Çok az kaldı sevgili okurlarım. Referanduma çok az kaldı. Dizlerimizi dövmemek için, vah keşke iki kişiyi daha bilgilendirseydim dememek için, imkan ve vaktim de vardı keşke ben de kalabalığa karışıp “Hayır” çalışması yapsaydım dememek için, belki ben de çalışsaydım üzerime düşen görevi yapsaydım sonuç farklı olurdu dememek için, artık çok geç ne yapsam faydasız dememek için son fırsatları iyi değerlendirmemiz gerekli kadın arkadaşlarım.

Şimdi erkekler neden kadınlara seslendiğimi merak edecekler. Neden mi? cevap vereyim o zaman. Evet çıkarsa inanın her olumsuz durumda olduğu gibi en büyük sıkıntıyı yine kadınlar çekecek te ondan. Yayınlanan ilk yazımda demiştim ki kadın olmak zordur bu memlekette. Doğrudur. Kadın olmak zordur bu ülkede. Hele demokrasi güme giderse, vay kadınların haline. Evet çıkarsa Tek adamlık sistemi yürürlüğe girip erkek egemen sistemin dayatmaları karşımıza çıktığında, o evet veren hanımların “Ellerim kırılaydı da evet vermeyeydim” diyerek ağlamalarını şimdiden duyar gibiyim.

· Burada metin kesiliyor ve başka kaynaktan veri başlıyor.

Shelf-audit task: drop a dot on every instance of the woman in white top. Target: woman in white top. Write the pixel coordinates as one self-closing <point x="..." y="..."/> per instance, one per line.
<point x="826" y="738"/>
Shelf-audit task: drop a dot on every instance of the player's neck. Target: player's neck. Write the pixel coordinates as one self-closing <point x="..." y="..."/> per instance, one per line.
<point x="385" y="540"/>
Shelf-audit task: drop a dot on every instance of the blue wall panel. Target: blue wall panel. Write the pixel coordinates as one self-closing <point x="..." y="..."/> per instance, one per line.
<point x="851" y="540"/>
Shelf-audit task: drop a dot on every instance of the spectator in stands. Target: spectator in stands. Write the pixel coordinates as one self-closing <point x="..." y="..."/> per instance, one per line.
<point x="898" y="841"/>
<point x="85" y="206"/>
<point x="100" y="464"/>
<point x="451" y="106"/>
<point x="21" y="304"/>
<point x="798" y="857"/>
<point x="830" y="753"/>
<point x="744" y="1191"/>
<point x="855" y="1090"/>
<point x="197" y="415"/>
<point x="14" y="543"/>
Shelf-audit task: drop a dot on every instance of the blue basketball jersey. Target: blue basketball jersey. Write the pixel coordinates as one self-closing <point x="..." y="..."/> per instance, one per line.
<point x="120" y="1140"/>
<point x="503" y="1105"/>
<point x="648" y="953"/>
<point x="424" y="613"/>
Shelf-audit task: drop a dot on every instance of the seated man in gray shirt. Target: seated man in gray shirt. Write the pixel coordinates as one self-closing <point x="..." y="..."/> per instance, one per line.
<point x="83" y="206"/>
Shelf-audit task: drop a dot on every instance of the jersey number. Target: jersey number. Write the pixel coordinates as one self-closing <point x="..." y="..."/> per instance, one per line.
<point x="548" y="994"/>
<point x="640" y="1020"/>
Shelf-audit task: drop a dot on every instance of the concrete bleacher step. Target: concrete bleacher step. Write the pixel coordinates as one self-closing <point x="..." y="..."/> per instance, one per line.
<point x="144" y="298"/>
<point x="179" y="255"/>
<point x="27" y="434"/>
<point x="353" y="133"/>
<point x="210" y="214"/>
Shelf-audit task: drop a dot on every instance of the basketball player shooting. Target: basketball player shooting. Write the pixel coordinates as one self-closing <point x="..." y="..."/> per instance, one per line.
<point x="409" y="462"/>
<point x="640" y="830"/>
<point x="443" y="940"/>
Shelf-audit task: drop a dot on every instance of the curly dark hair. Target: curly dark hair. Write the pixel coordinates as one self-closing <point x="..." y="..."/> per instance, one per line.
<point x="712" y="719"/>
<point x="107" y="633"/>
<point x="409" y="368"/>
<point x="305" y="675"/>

Kadınların bir toplumda erkeklerle en azından kanunlar karşısında eşit hak ve hürriyetlere sahip olması demokratik yönetimlerde bir takım yasalarla güvence altına alınmıştır. Bu yasalar beğensek te beğenmesek te , adalet bazı dönemlerde ülkeyi yöneten iktidarların keyfi uygulamaları ile askıya alınmış gibi olsa da er ya da geç tecelli eder ve hak hukuk yerini bulur. Ancak Tek adam rejimlerinde başkan kim olursa olsun bırakın kadınların, tüm halkın kaderi başkanın iki dudağı arasında gizli.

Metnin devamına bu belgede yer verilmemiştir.